I used to test her with "Who was Sylvia Plath?" and for awhile there she could answer that.

Now Flash accomodates regular expressions, and I just looked at an example I put together that does work. Unfortunately the new Flash code system is ultra ultra fussy, and it makes it less fun to play around with. It sort of requires that you have the entire project in mind and in place before you begin, whereas in old sloppy Flash script you could cobble it as you went along.

I may still try to present Whinsey in Flash only. But for cel phones, the scripting language is Flash 5 or before.

There is a way to make a learning bot, and that's where you'd want to take this I think. There are also Flash cookies that can store info so you'd come back and get a personal greeting.

I've never gotten any offers for jobs based on Whinsey, nor made any money from her.

And I'm not as code obsessed as I used to be. It can add to sleep troubles. Whinsey's brain is at least 4000 lines of code if you include all the php stuff.

Longer answer than anyone wanted to hear!

Jesse said...

The process you describe Sally where you get data from a web page and then the page changes format so your pattern matcher breaks, this is officially called "Data Mining".. and yep, it is a frustrating task all the way.

The best way to proceed is with an API. Some services, like Google's search for example, have an Application Programming Interface made just for people who write scripts.

They use a protocol that is designed not to change enough to break anyone, and they use methods like XML (or JSON or YAML) that are easier to parse in JavaScript or in Flash than trying to outsmart presentational HTML.

Now some services do not provide API's because they are afraid of viewers getting data but not getting ads. Needless to say, those folks will slowly go out of business, so don't worry your head. ;)

I think some tricks like that should help make the project fun again. :)

Sally said...

Jesse, Thanks very much for this information.

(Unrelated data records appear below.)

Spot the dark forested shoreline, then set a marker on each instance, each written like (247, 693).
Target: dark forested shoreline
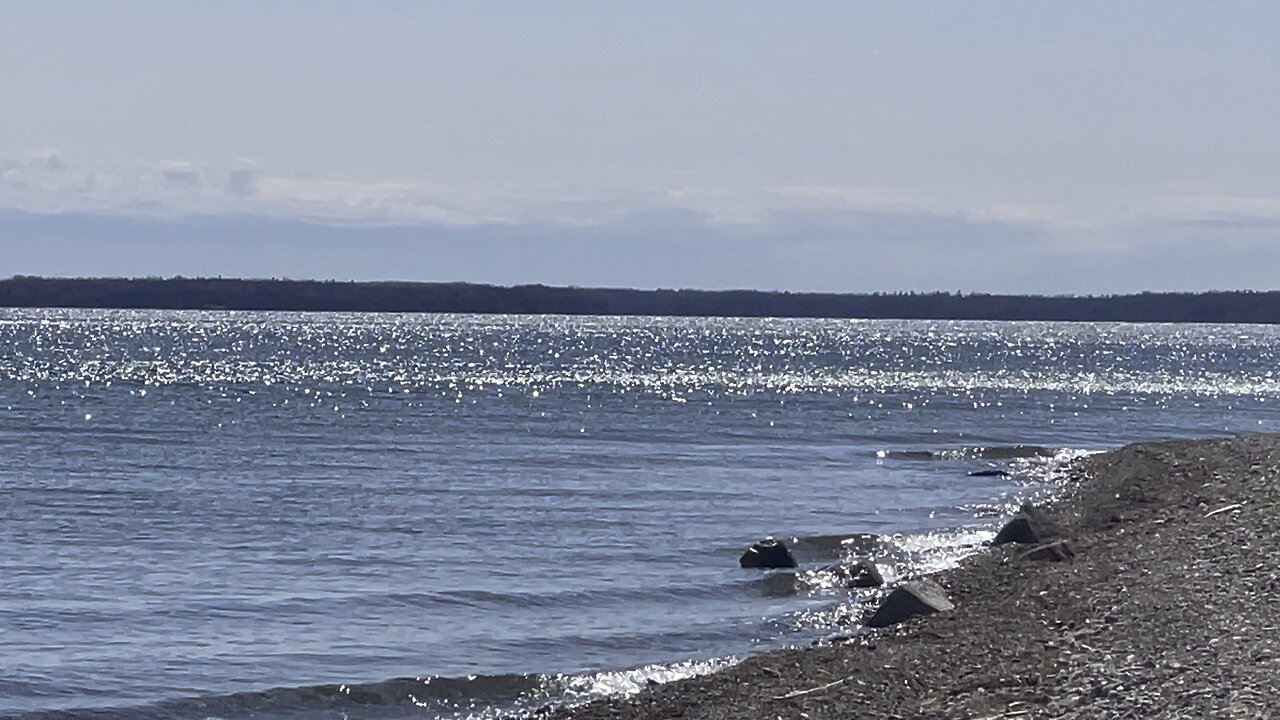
(204, 294)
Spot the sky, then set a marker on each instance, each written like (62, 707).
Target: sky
(999, 146)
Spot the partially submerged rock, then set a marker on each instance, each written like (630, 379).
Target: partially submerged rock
(864, 574)
(910, 600)
(1029, 525)
(767, 554)
(860, 573)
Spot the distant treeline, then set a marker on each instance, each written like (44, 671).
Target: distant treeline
(205, 294)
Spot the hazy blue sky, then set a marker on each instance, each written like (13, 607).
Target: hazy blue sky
(849, 146)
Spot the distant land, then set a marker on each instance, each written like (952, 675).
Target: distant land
(209, 294)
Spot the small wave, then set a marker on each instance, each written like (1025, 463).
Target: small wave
(400, 697)
(472, 697)
(979, 452)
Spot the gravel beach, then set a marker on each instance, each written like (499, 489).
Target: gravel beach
(1170, 607)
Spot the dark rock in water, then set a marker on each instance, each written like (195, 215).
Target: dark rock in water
(767, 554)
(780, 584)
(1029, 525)
(864, 574)
(910, 600)
(1051, 551)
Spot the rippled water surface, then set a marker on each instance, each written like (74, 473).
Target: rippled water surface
(295, 515)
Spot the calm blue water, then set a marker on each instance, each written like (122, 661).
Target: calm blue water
(295, 515)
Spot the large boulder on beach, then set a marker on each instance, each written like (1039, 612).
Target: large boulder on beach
(910, 600)
(1029, 525)
(767, 554)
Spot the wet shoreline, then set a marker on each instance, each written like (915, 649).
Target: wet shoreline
(1169, 609)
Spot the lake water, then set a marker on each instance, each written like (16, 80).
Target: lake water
(361, 515)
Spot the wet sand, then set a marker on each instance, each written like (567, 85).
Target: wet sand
(1169, 609)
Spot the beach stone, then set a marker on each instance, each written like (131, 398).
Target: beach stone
(910, 600)
(864, 574)
(1029, 525)
(1055, 551)
(767, 554)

It got me started recoding Whinsey in ActionScript 3. I made quite a bit of progress with it yesterday, but I'd like to ask you more about data mining and google. I looked at their apis but got a bit lost.

Jesse said...

That's great news! I've woken the sleeping coder. :)

In case this conversation gets too long and you'd like to move it out of the blog comments, you can also email me at jesset@gmail.com.

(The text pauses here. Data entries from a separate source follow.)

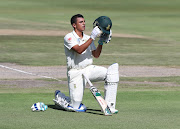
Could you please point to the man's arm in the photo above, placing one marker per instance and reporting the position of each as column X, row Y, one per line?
column 80, row 49
column 96, row 53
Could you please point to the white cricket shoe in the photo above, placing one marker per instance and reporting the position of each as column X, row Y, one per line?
column 82, row 108
column 63, row 102
column 114, row 111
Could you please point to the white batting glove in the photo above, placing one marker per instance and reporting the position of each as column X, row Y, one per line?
column 95, row 33
column 105, row 38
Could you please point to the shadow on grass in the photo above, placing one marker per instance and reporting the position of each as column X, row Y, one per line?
column 90, row 111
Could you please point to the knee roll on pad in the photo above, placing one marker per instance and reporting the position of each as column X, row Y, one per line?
column 113, row 73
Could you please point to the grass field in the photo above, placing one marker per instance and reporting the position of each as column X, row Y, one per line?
column 140, row 105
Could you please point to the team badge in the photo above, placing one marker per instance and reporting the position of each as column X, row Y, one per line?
column 108, row 27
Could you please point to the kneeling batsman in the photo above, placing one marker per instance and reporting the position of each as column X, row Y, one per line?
column 111, row 77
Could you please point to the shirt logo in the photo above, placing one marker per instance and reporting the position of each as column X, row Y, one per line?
column 108, row 27
column 69, row 39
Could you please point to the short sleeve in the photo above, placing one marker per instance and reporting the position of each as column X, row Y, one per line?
column 69, row 41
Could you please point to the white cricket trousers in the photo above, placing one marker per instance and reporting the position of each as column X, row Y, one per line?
column 77, row 83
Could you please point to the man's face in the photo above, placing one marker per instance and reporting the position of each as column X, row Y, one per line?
column 80, row 24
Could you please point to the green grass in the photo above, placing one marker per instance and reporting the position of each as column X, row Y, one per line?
column 49, row 50
column 138, row 110
column 155, row 18
column 140, row 106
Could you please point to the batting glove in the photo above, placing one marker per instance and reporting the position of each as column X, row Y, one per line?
column 105, row 38
column 95, row 33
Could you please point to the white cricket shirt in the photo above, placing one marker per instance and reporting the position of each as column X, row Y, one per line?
column 75, row 60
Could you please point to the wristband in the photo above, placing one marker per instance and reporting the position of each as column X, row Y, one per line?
column 100, row 42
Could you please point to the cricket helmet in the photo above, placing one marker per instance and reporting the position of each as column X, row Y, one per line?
column 104, row 23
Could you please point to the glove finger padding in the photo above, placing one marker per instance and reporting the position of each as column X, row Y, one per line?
column 106, row 38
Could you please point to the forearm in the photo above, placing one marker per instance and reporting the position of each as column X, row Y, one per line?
column 96, row 53
column 83, row 47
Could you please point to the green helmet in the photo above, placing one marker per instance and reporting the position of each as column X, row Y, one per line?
column 104, row 23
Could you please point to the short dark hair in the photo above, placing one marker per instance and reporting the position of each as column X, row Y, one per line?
column 74, row 18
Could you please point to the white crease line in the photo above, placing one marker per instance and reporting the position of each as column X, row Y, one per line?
column 28, row 73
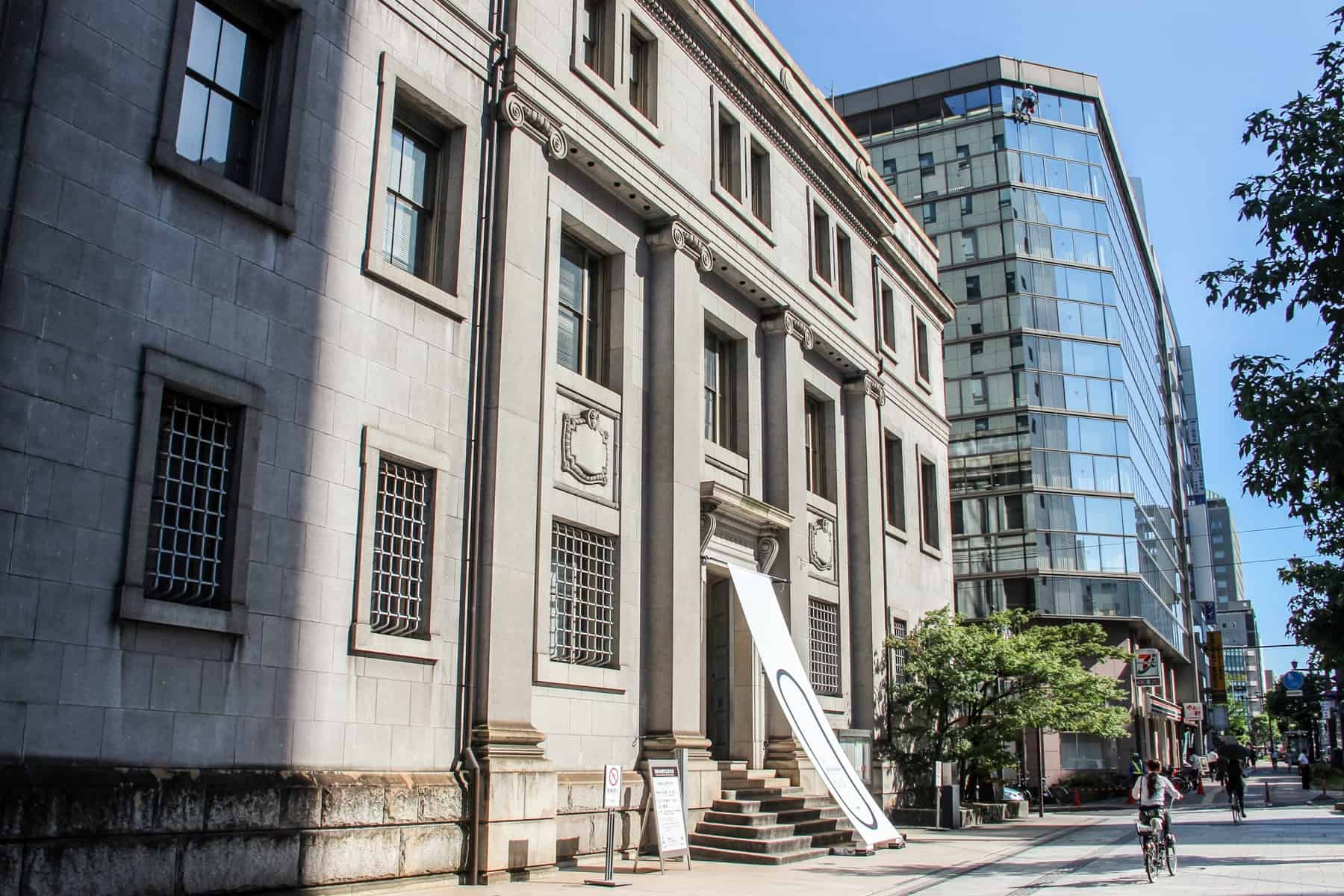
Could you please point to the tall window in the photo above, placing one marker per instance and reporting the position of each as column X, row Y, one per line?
column 641, row 72
column 921, row 349
column 223, row 97
column 596, row 43
column 188, row 558
column 821, row 242
column 730, row 159
column 844, row 265
column 582, row 597
column 889, row 317
column 759, row 183
column 929, row 503
column 895, row 461
column 815, row 447
column 824, row 647
column 719, row 413
column 403, row 520
column 410, row 200
column 582, row 331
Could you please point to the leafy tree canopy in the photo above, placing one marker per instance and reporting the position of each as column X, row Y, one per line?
column 968, row 689
column 1295, row 449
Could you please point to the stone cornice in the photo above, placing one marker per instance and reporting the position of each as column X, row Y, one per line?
column 678, row 237
column 867, row 385
column 791, row 324
column 520, row 112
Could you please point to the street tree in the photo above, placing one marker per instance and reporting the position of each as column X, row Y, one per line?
column 1295, row 450
column 968, row 689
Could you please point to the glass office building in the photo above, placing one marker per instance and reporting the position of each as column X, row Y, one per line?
column 1063, row 383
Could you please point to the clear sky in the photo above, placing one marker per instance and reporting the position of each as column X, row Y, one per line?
column 1179, row 78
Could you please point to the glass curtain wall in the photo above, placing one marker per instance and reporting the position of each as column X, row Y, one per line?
column 1062, row 467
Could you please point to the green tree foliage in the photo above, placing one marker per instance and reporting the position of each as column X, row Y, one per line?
column 968, row 689
column 1295, row 449
column 1265, row 729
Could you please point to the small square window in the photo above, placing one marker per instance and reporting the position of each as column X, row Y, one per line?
column 759, row 183
column 824, row 647
column 582, row 340
column 582, row 597
column 231, row 102
column 729, row 153
column 844, row 267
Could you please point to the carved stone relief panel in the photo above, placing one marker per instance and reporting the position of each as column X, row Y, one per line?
column 586, row 449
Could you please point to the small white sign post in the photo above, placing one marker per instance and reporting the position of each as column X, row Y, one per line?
column 668, row 812
column 611, row 802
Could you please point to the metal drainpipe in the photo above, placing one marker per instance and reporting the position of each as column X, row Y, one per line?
column 500, row 47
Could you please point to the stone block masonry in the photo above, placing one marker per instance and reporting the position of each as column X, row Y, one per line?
column 198, row 833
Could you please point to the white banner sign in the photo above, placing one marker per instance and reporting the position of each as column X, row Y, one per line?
column 667, row 808
column 800, row 704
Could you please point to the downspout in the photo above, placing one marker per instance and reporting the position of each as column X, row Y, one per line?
column 476, row 422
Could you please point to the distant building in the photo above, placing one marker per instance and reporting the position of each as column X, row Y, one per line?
column 1065, row 386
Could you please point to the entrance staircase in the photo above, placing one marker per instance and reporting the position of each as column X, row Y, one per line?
column 764, row 821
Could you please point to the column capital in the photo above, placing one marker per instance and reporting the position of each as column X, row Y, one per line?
column 791, row 324
column 679, row 237
column 867, row 385
column 520, row 112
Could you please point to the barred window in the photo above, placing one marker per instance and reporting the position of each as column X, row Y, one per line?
column 824, row 645
column 898, row 655
column 582, row 597
column 403, row 516
column 188, row 547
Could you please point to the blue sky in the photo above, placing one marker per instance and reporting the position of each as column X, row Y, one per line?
column 1179, row 78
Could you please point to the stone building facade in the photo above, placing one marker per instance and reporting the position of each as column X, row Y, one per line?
column 389, row 386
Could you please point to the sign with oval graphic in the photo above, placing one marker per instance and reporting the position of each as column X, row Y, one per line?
column 800, row 704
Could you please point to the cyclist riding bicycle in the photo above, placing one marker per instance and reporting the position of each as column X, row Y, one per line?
column 1152, row 790
column 1234, row 781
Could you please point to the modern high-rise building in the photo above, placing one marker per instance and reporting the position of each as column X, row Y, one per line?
column 1063, row 381
column 1218, row 567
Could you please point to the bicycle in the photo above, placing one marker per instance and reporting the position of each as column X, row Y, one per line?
column 1156, row 849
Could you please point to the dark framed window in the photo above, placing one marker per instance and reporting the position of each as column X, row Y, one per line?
column 895, row 469
column 821, row 242
column 190, row 531
column 759, row 183
column 719, row 399
column 929, row 503
column 824, row 647
column 889, row 317
column 816, row 457
column 844, row 265
column 582, row 597
column 231, row 101
column 584, row 312
column 730, row 153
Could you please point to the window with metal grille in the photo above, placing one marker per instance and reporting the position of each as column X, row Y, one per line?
column 582, row 597
column 824, row 645
column 897, row 662
column 402, row 523
column 190, row 516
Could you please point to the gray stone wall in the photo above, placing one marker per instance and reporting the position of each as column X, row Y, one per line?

So first, I'll outline the general structure of how such an API commonly works. I have some links to some helpful resources as well. If you're stuck, I'm interested to know which step is holding up the show.

* First off, Google wants you to use an API key for your API work. You use their site to sign up for a key, and they generate one for you (dozens of letters and numbers long) This acts a bit like a username/password for you, and it only works from one domain name for their javascript or actionscript based interface. They use it to cap how many API requests you generate to less than a quadrillion. :) The key can be obtained here.

* Next step is to write up some javascript or actionscript code that uses the API. Google has examples for how to set up the environment, you include javascript files from their domain which create classes and objects you can call out to in your code.

* When you use this interface (when you call their functions and use the objects they have generated) you often need to form your questions in XML, and get your answers back in XML. Javascript and Actionscript have armies of functions designed to help break down XML so you can pull out just the parts that you want.

* Specifically for the Actionscript environment, I googled a bit and found an example where someone had packaged together some code to make using the Google API in actionscript a lot simpler.

And lastly, I am lead to understand that the best way to foster learning in an Eliza/Alice based system is to log the conversations as you have been doing. Also, you'll want to flag talking points where Whinsey had to heavily rely upon wildcards or make long-shot matches, as those are all signs of innuendo going right over her head. Those discussions are templates for new patterns to create.

So give me head's up if there seems to be a certain step in the process where you are getting snagged up, and I'll be glad to provide more detail in the necessary area.